奈良県:奈良市・西ふれあい広場計画、土地所有者全てに伝えず? 特定一族の所有地のみ取得

 住民訴訟が起こされている奈良市の西ふれあい広場用地取得問題で、市土地開発公社が土地を先行取得した特定の一族以外の土地所有者に対し、市が計画を伝えていなかった可能性のあることが「奈良の声」の調べで分かった。取得に至らなかった土地の所有者が取材に対し、「計画地に含まれていることは知らなかった」と証言した。同計画に対しては、一族の土地の買い取りありきで進められたのではないかとの指摘がある。

 広場が計画されたのは同市二名7丁目の山林で、市が1994年3月にまとめた基本計画(96年3月に一部見直し)では、自然林を生かした障害者と健常者が触れ合える多目的な公園として、約8万7000平方の敷地に福祉センターや体育館、ゲートボール場、野球場、アスレチック広場、水辺の広場などを整備するとしていた。

 同計画で市が94〜2000年、実際に土地開発公社に取得させた用地は約4万8000平方メートル。計画面積の半分強にとどまった。計画地内の土地所有者は、当時の市の関係文書などから20数人いたとみられる。しかし、取得したのは市内の一族3人の所有地と県外の一族5人の所有地だけ。市内の一族の所有地が約4万1000平方メートルに上った。取得費用は全体で18億円余り。この一族には約16億円が支払われた。

 以後、土地の取得は行われなかった。理由はよく分かっていない。取得に至らなかった土地の所有者の女性は、公社がこの一族から買った土地に市が公園を計画していたことは知っていたとしたが、自分の土地が計画地に含まれていることは「取材を受けるまで知らなかった」とした。別の所有者の女性も「公園ができるといううわさは聞いていた」としたが、自分の土地が計画地に含まれていることは知らなかったとした。また、別の所有者の男性は「計画自体を知らなかったと」とした。

 市は96年、一族からの用地取得に当たり、隣接する同所有者らの土地との筆界確認を実施しているが、立ち会った同所有者によると、目的が公園建設であるなどの説明はなかったという。市関係者の一人は「計画があれば、少なくとも関係する土地所有者には声を掛ける。土地が計画地に含まれていることを知らないなんて、そんなばかな話しはない。計画を表に出さずに進めていたということか」と疑問を投げかける。

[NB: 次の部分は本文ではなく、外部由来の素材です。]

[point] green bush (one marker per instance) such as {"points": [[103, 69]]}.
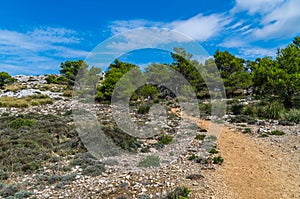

 同計画の発端は、この一族が91年、障害者福祉のためにと市に寄付した土地約2000平方メートル。進入路がなかったことから、周辺の土地を買い足して公園とする計画に発展したとされる。周辺の土地も一族の所有だったことから、計画地も一族の所有地が中心になったとみられる。市が一族の所有地以外の土地についても取得する意思があったかどうか、現在でははっきりしない。

 市土地開発公社経営検討委員会が2011年3月に公表した報告書は、同計画について特定の個人の便宜を図る趣旨があったのではないかとしている。土地の寄付は地元の市議を通じて持ちかけられたという。一族から土地を取得することになった件でも、この市議が「相続税支払いの負担を抱えている事情もあるので、土地を買ってやってくれ」という趣旨の依頼をしたという。